Whatever good can be said of the wildly successful Harry Potter book series and movies, this much is certain, Harry Potter is not an ordinary boy. The whole point of the story of Harry Potter—though I confess I never read it—is that he is not ordinary. Had he been ordinary, the author would have found something more interesting to be name the title after. Harry Potter is the star. Harry Potter is oddity. Harry Potter is the magical boy. The world is not. That is directly and diametrically opposite Chesteton’s view of what makes for a good book. Chesterton may be wrong, and but that doesn’t make the editor of the Chesterton Society right. He was wrong in Chesterton then just as Ahlquist is wrong in Chesterton now.
In addition to advancing the notion that Chesterton would be on friendly terms with a sorcerer boy, which idea is flatly contradicted not only on the textual analysis above but also on the fact that the few places Chesterton does mention magic, he says it is black magic and worked by the powers of Hell, I know that Ahlquist believes in a proposition which was condemned by Pius IX in his Syllabus of Errors:
“17. Good hope at least is to be entertained of the eternal salvation of all those who are not at all in the true Church of Christ. — Encyclical Quanto conficiamur, Aug. 10, 1863, etc.”
This asinine proposition was defended by Ahlquist on the Argument of the Month event and show, which debate was entitled, “Do we have a reasonable hope most non-Catholics will be saved?” Actually Catholics would have simply known that such a proposition was already solemnly and infallibly condemned by a Roman Pontiff, and so, of course one couldn’t hold to such a belief. But that is just how modernists operate. With the airs of piety and compassion, they undermine dogmatic authority and destroy what foundation Christ Himself has laid for the building up of the Church. This is necessary to do away with the old Church of God and build up the new Church of Man.
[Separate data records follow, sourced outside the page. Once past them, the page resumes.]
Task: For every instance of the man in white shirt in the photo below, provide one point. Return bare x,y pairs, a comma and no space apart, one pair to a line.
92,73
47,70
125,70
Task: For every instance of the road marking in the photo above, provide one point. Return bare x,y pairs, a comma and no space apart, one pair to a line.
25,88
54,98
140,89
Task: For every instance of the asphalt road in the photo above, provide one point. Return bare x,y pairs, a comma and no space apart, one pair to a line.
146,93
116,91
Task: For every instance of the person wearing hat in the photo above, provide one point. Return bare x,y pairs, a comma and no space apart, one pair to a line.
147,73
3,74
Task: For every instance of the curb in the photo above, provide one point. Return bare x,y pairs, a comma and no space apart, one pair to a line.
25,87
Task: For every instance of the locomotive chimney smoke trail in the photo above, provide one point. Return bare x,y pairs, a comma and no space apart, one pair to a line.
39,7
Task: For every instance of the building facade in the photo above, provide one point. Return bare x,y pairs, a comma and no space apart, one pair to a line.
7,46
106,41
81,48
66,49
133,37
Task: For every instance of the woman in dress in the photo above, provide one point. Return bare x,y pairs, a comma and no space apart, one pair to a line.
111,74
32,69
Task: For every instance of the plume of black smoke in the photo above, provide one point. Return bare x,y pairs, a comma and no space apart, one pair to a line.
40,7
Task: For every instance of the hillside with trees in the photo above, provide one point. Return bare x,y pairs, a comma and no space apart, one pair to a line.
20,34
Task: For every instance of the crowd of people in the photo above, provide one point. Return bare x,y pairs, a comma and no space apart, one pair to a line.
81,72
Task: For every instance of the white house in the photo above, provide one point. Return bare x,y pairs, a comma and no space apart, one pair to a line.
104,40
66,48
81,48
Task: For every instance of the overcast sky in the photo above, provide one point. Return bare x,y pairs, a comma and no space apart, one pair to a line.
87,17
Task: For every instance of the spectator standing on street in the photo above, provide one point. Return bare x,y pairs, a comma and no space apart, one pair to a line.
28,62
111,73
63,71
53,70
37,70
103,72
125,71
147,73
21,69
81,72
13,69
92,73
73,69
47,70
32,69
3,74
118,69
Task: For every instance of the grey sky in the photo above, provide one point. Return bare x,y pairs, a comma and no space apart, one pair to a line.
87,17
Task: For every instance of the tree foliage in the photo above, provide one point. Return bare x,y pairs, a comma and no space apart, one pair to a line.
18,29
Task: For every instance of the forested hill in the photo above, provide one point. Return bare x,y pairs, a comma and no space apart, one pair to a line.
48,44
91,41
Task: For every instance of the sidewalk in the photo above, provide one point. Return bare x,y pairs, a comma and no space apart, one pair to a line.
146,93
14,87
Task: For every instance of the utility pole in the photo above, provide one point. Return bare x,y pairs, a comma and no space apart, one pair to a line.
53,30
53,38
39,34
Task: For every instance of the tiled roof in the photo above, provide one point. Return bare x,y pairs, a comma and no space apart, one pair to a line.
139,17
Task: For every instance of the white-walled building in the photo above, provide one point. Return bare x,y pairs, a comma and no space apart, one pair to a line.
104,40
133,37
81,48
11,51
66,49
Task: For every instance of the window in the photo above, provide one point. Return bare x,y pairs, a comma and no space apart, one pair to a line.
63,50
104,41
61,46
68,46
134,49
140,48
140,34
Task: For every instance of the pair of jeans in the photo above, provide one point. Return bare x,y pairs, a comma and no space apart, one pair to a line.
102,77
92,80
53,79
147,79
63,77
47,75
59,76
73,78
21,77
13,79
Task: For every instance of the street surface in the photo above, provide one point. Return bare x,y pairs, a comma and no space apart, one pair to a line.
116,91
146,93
The Church has been replaced by the Modernist sect which is the cult of Man. This was accomplished over years of reeducation in education, art, culture, and religion. The process is ever ongoing until the Race of Imbeciles is materialized. Perhaps the best way to achieve this end in education, art, and culture, is the same way it was and is being achieved in religion–by taking away the Spiritual Paternity of the Papacy and the Priest, and the domestic Headship, by suppressing any notion of the Fatherhood of Form, in exchange for a mere material-maternal principle which is able to be shaped according to the whims and fancies of man’s imagination instead of God’s truth.